- Barbershop music is a style of unaccompanied, or a cappella singing characterised by four part harmonies.
- The word a cappella means "in the manner of the church/chapel" in Italian, because the style was first used for religious music, such as Gregorian chant.
- A barbershop quartet has four voices - the lead, who sings the tune, and the tenor, base and baritone, who harmonise with him...
- ... or her. Female barbershop quartets are sometimes referred to as Sweet Adelines quartets after Sweet Adelines International, one of the world's largest singing organisations for women.
- As well as quartets, there are barbershop choruses, which have more members and resemble choirs.

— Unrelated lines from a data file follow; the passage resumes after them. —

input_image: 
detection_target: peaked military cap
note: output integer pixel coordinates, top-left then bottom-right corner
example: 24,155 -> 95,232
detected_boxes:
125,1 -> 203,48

- As to where the genre first originated, opinions differ. 17th century diarist Samuel Pepys described a type of Music called "barber's music". In his time, the barber's shop was a meeting place, and barbers were often musicians as well. However, English barber's music tended to include instruments. Another explanation is that is started in the 1880s among young African American men, who, at the time, were excluded from theatres and concert halls and would gather to make their own entertainment.
- The genre was especially popular in the early 20th century; it faded from popularity for a while and experienced a revival in the 1940s. Because its heyday was in the Vaudeville era, modern barbershop quartets tend to wear brightly coloured Vaudeville style outfits with boaters and vertically striped vests.
- Traditional songs sung by barbershop quartets include Down by the Old Mill Stream, Let Me Call You Sweetheart, My Wild Irish Rose and Sweet Adeline (You're The Flower Of My Heart) (from which the Sweet Adelines get their name.) Over the years, the repertoire has expanded to include classics such as Over The Rainbow, Alexander's Ragtime Band, Come Fly with Me, and Yes Sir, That's My Baby.
- However, most music can be arranged into the style. Show tunes, pop and rock music can be adapted for performance by a barbershop quartet, and often is, to attract younger audiences and singers.
- Well known quartets and choruses include The Dapper Dans of Disneyland, who appear at Disney World; The Singing Senators, a quartet of U.S. Senators; The Buffalo Bills, active in the 1950s, and the Suntones in the 1960s.